In which condition: an element of function field of $\mathbb{P}^1$ has zero or pole or no-zero&no-pole.
I am thinking that: since $\mathbb{P}^1$ and $\mathbb{A}^1$ is birrationally equivalent (i.e. their function fields are isomorphic), we can check element in function field of $\mathbb{A}^1$ and (using with homogenize and dehomogenize) we can conclude the result also for $\mathbb{P}^1$.
I actually also wonder that how can we prove "birrationally equivalent iff their function fields are isomorphic." I proved it as in the book of Hartshore. But if we write maps as $[\phi_1,\phi_2,\phi_3]$, then how can we prove in this way.
If $M$ is an (irreducible) variety, then the rational functions are the regular functions, defined on some (non-empty) open subsets (different for different functions), up to the equivalence on the intersection of the subsets.

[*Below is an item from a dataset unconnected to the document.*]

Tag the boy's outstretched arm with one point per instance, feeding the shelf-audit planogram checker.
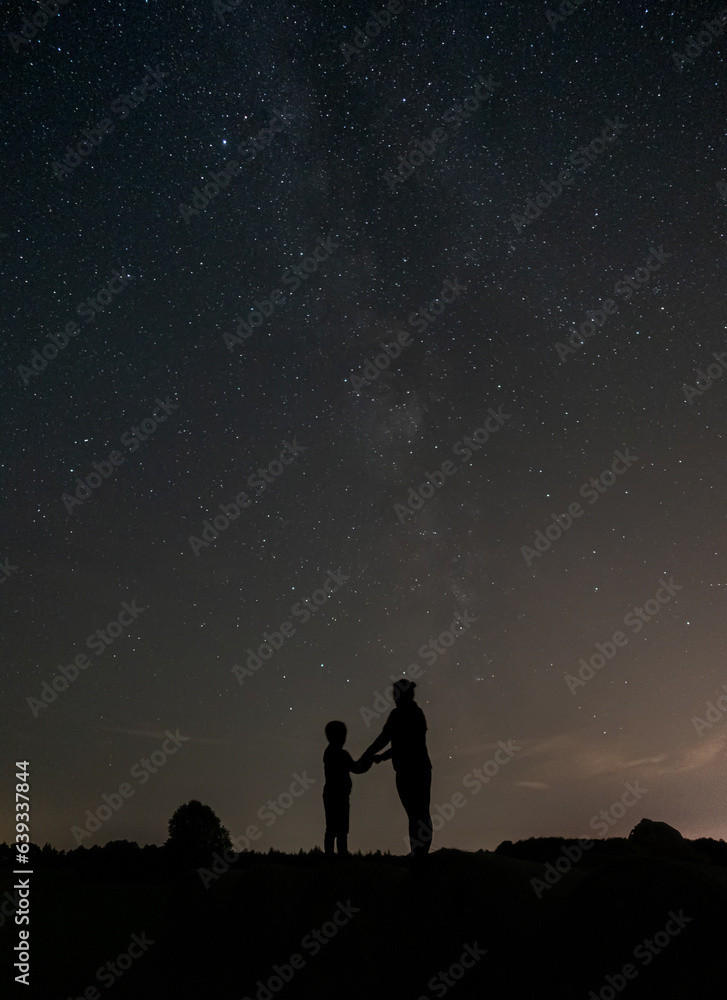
(361, 765)
(379, 743)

It is well defined because any two (non-empty) open subsets are intersecting.
One may restrict any rational function on the fixed affine open subset $\operatorname{Spec} A$, getting an isomorphism $$\operatorname{Quot} A=k(\operatorname{Spec} A)=k(X),$$ which for $\mathbb A^n \subset \mathbb P^n$ is $$k(x_1,\ldots,x_n)=k(\mathbb A^n)=k(\mathbb P^n),$$ so the rational functions on $\mathbb P^n$ are the "real" rational functions.
In the case of $\mathbb P^1$, any rational function $f \in k(x)$ may be written as a fraction of two coprime polynomials $f=g/h, g,h \in k[x]$. Then the zeroes of $f$ on the map $\mathbb A^1$ are the zeroes of $g$, and the poles are the zeroes of $h$, with the necessary multiplicities. The order of a zero of a pole at the infinity is equal to $\deg f=\deg h-\deg g$, as you can easily check in another map.
So the number of poles is equal to the number of zeroes (counted with multiplicities), and a function either has a zero and a pole, or none of them.